Aplikasi multiakad pada lembaga keuangan syariah cukup banyak dan beranekaragam. Di antaranya di bank syariah ada yang namanya akad Al-Murabahah lil Aamir bi asy-Syira` (Murabahah KPP [Kepada Pemesan Pembelian]/Deferred Payment Sale). Akad ini melibatkan tiga pihak, yaitu pembeli, lembaga keuangan, dan penjual.

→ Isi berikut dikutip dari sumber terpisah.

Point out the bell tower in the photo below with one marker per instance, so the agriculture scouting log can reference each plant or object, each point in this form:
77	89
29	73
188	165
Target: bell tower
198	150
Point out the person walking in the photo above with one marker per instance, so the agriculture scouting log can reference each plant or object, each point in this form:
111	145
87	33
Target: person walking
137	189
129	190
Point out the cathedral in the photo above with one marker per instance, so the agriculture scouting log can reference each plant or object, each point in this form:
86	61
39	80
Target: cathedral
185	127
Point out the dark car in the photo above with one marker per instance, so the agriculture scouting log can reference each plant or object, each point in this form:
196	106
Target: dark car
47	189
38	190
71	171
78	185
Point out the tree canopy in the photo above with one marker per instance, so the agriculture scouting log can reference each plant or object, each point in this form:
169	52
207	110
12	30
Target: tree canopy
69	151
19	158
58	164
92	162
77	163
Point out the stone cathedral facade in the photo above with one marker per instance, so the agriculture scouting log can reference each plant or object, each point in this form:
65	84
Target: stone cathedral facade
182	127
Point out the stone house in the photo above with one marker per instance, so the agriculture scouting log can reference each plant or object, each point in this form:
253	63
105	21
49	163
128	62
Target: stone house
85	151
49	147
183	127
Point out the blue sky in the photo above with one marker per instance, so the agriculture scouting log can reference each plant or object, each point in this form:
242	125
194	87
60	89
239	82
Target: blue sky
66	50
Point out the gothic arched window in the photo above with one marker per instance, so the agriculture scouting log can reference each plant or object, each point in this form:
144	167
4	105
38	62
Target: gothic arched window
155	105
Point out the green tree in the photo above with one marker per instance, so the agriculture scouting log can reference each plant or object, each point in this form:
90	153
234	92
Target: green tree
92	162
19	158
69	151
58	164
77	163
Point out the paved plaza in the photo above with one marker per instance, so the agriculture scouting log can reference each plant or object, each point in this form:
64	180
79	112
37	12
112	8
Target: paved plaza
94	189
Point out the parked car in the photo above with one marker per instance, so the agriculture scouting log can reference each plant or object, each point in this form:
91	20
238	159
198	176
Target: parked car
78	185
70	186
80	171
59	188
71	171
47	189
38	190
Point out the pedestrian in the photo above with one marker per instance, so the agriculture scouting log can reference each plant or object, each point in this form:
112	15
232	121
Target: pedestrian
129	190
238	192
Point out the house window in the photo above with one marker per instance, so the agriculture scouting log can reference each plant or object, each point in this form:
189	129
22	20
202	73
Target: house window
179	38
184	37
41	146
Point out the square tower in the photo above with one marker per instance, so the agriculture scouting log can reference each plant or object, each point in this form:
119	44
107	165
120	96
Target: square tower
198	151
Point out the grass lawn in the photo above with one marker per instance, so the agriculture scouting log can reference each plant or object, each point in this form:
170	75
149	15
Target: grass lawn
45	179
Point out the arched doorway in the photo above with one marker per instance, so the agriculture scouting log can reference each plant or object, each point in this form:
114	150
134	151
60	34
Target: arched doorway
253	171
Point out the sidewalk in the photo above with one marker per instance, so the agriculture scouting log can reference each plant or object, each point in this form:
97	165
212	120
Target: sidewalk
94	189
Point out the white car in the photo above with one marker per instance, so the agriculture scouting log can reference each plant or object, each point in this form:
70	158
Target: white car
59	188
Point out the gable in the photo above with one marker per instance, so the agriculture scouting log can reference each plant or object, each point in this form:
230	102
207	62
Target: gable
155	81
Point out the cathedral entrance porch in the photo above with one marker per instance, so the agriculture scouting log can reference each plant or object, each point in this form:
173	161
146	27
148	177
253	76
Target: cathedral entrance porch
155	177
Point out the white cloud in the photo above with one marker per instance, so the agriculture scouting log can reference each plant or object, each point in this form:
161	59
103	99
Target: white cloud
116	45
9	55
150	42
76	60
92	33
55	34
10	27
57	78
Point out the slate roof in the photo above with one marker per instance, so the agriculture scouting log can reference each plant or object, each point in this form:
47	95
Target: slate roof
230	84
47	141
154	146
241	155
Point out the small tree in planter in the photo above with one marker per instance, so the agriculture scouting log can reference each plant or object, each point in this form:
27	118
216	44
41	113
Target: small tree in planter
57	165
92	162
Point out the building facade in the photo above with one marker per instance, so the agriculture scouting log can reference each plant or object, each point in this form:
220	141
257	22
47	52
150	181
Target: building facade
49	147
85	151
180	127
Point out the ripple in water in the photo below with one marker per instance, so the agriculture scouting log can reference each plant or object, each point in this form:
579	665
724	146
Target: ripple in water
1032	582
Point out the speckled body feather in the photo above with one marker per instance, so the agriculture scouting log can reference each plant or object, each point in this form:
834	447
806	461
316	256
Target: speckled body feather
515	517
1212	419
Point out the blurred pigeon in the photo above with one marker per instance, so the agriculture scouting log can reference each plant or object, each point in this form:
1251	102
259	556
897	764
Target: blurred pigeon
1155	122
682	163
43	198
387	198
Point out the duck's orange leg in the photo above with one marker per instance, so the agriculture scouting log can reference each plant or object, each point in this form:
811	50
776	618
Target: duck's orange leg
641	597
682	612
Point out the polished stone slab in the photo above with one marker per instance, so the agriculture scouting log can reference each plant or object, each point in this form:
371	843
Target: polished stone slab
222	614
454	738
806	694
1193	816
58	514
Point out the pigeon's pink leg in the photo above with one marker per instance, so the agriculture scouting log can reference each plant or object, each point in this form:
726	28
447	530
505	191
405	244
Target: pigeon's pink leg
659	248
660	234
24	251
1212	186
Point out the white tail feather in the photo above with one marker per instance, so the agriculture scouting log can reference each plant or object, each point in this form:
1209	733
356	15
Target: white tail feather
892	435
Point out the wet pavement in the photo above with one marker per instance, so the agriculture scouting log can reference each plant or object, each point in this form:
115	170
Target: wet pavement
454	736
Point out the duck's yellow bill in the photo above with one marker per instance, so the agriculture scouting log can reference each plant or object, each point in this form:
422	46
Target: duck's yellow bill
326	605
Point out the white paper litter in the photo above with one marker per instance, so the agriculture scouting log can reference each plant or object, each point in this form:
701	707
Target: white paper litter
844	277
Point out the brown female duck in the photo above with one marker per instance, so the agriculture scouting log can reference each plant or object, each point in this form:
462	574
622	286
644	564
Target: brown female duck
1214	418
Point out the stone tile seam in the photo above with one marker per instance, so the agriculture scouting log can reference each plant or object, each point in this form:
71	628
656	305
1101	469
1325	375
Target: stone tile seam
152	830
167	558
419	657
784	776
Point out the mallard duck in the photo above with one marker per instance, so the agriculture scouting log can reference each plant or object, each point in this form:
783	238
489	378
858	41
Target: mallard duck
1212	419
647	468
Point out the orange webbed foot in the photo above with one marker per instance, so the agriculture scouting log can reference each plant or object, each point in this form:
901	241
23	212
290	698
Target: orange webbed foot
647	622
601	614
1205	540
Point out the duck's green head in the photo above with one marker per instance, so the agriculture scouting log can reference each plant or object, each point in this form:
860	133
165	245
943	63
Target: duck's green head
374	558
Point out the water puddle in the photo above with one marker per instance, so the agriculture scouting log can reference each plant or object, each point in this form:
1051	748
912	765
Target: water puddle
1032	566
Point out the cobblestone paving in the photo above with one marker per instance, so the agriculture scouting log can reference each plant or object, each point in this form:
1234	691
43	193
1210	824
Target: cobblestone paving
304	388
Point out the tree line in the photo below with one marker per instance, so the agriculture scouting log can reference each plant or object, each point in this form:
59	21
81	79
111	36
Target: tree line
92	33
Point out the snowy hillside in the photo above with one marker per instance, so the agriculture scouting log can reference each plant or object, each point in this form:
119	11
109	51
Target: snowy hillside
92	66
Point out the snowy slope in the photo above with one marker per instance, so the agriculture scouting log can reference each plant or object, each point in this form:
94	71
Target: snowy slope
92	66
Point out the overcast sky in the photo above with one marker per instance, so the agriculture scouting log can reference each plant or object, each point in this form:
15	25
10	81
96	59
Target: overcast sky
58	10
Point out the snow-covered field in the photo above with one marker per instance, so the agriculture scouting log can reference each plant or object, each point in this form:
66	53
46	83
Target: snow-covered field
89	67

Prosesnya : (1) pembeli (nasabah) memohon lembaga keuangan membeli barang, mis sepeda motor, (2) lalu lembaga keuangan membeli barang dari penjual (dealer motor) secara kontan, (3) lalu lembaga keuangan menjual lagi barang itu kepada pembeli dengan harga lebih tinggi, baik secara kontan, angsuran, atau bertempo. (Syafi’i Antonio, Bank Syariah dari Teori ke Praktek, hlm.107; Ayid Sya’rawi, Al-Masharif al-Islamiyah, hlm. 412).
Pada Murabahah KPP ini terdapat dua akad yang digabungkan; Pertama, akad jual beli antara lembaga keuangan dengan penjual (dealer motor). Kedua, akad jual beli antara lembaga keuangan dengan pembeli (nasabah). Kedua akad ini digabungkan menjadi satu akad dalam sebuah multiakad yang diberi nama Murabahah KPP (yang sering disingkat Murabahah saja).
Perlu diberi catatan di sini, bahwa akad Murabahah KPP ini tidak sama persis dengan akad murabahah yang asli, yaitu jual beli pada harga modal (pokok) dengan tambahan keuntungan yang diketahui dan disepakati oleh penjual dan pembeli. Jadi dalam Murabahah asli hanya ada dua pihak, yaitu penjual dan pembeli, sedang Murabahah di bank syariah ada tiga pihak, yaitu penjual, pembeli, dan lembaga keuangan syariah. (Shalah Ash-Shawi & Abdullah Mushlih, Maa Laa Yasa'u At-Tajiru Jahlahu, hlm. 77; Abdur Rouf Hamzah, Al-Bai' fi Al-Fiqh Al-Islami, hal. 15; Ayid Sya’rawi, Al-Masharif al-Islamiyah, hlm. 399 dst).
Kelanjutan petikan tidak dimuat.